But it wasn't really a feeling that something was
wrong
with her, just a feeling that she was in danger of something happening. If he could see her, he could ask her what—

He laughed bitterly in the dark. Yes, right. And pigs will whistle, beggars will ride. Might as well wish for the moon in a mason jar. Might as well—

For a moment his thoughts stopped entirely, and then moved on—but more slowly, and with no bitterness.

Might as well wish to think businessmen into having more self-confidence.

Might as well wish to think fat ladies thin.

Might as well wish to blind one of the goons who had kidnapped Charlie.

Might as well wish for the push to come back.

His hands were busy on the bedspread, pulling it, kneading it, feeling it—the mind's need, nearly unconscious, for some sort of constant sensory input. There was no sense in hoping for the push to come back. The push was gone. He could no more push his way to Charlie than he could pitch for the Reds. It was gone.

(is it?)

Quite suddenly he wasn't sure. Part of him—some very deep part—had maybe just decided it didn't buy his conscious decision to follow the path of least resistance and give them whatever they wanted. Perhaps some deep part of him had decided not to give up.
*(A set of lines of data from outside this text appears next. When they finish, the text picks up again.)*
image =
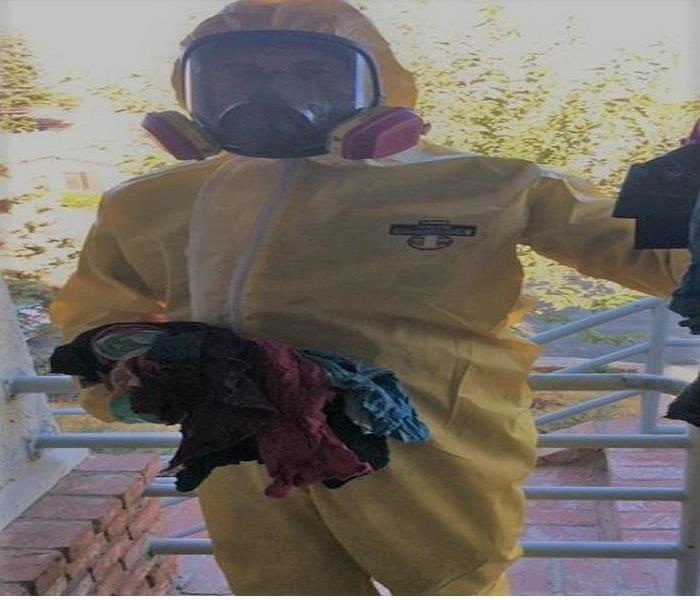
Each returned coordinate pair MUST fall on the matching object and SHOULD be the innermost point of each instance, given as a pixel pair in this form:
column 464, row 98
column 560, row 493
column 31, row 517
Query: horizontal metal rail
column 38, row 384
column 187, row 531
column 683, row 342
column 606, row 359
column 166, row 490
column 538, row 492
column 601, row 550
column 591, row 492
column 179, row 546
column 562, row 331
column 604, row 440
column 173, row 545
column 168, row 440
column 581, row 407
column 608, row 381
column 69, row 412
column 107, row 440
He sat feeling the bedspread, running his hands over and over it.

Was that true, or only wishful thinking brought on by one sudden and unprovable hunch? The hunch itself might have been as false as the smoke he'd thought he smelled, brought on by simple anxiety. There was no way to check the hunch, and there was certainly no one here to push.

He drank his ginger ale.

Suppose the push
had
come back. That was no universal cure-all; he of all people knew that. He could give a lot of little pushes or three or four wallopers before he tipped himself over. He might get to Charlie, but he didn't have a snowflake's chance in hell of getting them out of here. All he would succeed in doing was pushing himself into the grave via a brain hemorrhage (and as he thought of this, his fingers went automatically to his face, where the numb spots had been).

Then there was the matter of the Thorazine they had been feeding him. The lack of it—the lateness of the dose due when the lights had gone out—had played a large part in his panic, he knew. Even now, feeling more in control of himself, he
wanted
that Thorazine and the tranquil, coasting feeling it brought. At the beginning, they had kept him off the Thorazine for as long as two days before testing him. The
result had been constant nervousness and a low depression like thick clouds that never seemed to let up … and back then he hadn't built up a heavy thing, as he had now.
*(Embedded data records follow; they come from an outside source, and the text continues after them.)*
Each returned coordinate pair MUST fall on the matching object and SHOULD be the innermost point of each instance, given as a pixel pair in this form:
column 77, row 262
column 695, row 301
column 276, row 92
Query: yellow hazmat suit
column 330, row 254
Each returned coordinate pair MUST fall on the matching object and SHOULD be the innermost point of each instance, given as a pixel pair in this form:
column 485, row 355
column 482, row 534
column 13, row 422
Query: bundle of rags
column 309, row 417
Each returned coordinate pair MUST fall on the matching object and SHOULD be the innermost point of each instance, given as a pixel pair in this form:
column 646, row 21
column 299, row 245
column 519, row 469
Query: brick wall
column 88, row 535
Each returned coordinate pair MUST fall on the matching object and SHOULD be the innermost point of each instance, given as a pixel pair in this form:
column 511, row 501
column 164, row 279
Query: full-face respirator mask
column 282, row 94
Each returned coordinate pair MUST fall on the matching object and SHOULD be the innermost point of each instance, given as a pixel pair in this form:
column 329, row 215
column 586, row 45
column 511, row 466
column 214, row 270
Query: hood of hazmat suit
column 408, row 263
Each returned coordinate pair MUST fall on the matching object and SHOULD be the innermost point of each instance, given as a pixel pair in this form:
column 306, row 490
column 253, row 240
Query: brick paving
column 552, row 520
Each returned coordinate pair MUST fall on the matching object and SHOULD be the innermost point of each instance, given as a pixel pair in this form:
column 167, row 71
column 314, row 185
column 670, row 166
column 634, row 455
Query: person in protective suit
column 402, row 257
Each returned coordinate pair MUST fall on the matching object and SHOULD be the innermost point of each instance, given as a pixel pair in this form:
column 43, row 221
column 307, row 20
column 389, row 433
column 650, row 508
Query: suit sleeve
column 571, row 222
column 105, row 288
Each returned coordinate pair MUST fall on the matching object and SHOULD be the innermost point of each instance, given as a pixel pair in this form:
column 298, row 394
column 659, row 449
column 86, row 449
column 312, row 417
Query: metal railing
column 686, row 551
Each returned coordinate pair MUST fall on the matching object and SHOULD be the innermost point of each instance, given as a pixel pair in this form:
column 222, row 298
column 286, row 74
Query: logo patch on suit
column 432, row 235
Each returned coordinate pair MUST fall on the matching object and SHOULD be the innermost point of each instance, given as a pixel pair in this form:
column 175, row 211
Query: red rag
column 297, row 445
“Face it, you're a junkie,” he whispered.

He didn't know if that was true or not. He knew that there were physical addictions like the one to nicotine, and to heroin, which caused physical changes in the central nervous system. And then there were psychological addictions. He had taught with a fellow named Bill Wallace who got very, very nervous without his three or four Cokes a day, and his old college buddy Quincey had been a potato-chip freak—but he had to have an obscure New England brand, Humpty Dumpty; he claimed no other kind satisfied. Andy supposed those qualified as psychological addictions. He didn't know if his craving for his pill was physical or psychological; he only knew that he needed it, he really
needed
it. Just sitting here and thinking about the blue pill in the white dish had him cotton-mouthed all over again. They no longer kept him without the drug for forty-eight hours before testing him, although whether that was because they felt he couldn't go that long without getting the screaming meemies or because they were just going through the motions of testing, he didn't know.
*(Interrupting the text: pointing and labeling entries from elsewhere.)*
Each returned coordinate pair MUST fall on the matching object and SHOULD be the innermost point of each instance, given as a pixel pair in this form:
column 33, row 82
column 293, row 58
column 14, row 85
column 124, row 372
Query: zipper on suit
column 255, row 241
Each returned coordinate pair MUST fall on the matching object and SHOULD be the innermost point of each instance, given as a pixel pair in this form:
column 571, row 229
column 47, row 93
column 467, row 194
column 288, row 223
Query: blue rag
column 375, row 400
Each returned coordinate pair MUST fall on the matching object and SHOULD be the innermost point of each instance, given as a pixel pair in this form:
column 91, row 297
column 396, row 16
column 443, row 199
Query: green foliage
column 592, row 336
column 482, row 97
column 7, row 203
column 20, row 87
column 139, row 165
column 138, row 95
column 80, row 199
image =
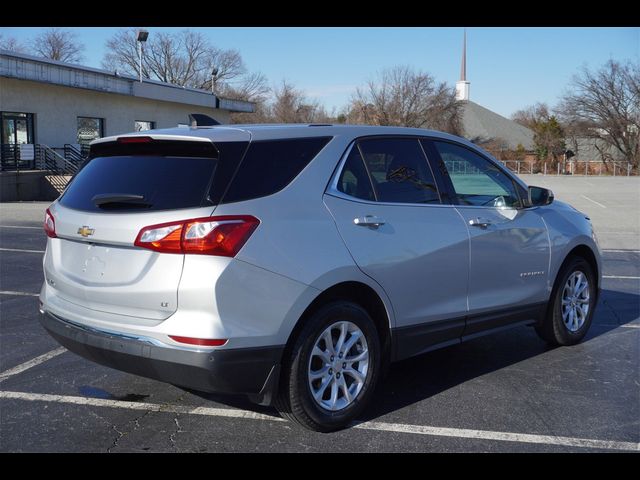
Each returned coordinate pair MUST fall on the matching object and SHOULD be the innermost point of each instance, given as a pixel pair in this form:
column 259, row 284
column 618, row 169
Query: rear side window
column 269, row 166
column 354, row 179
column 399, row 170
column 140, row 183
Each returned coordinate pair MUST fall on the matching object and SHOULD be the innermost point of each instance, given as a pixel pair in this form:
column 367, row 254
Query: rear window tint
column 164, row 182
column 269, row 166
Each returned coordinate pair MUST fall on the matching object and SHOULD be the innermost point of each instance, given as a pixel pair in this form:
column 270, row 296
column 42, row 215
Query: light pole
column 142, row 37
column 214, row 77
The result was a cruelly neat, insoluble problem: he couldn't push if he was full of Thorazine, and yet he simply didn't have the will to refuse it (and, of course, if they
caught
him refusing it, that would open a whole new can of worms for them, wouldn't it?—real nightcrawlers). When they brought him the blue pill in the white dish after this was over, he would take it. And little by little, he would work his way back to the calmly apathetic steady state he had been in when the power went off. All of this was just a spooky little side-trip. He would be back to watching
PTL Club
and Clint Eastwood on Home Box Office soon enough, and snacking too much out of the always-well-stocked fridge. Back to putting on weight.

(charlie, charlie's in danger, charlie's in all sorts of trouble, she's in a world of hurt)

If so, there was nothing he could do about it.

And even if there was, even if he could somehow conquer the monkey on his back and get them out of here—pigs will whistle and beggars will ride, why the hell not?—any ultimate solution concerning Charlie's future would be as far away as ever.

He lay back on his bed, spread-eagled. The small department of his mind that now dealt exclusively with Thorazine continued to clamor restlessly.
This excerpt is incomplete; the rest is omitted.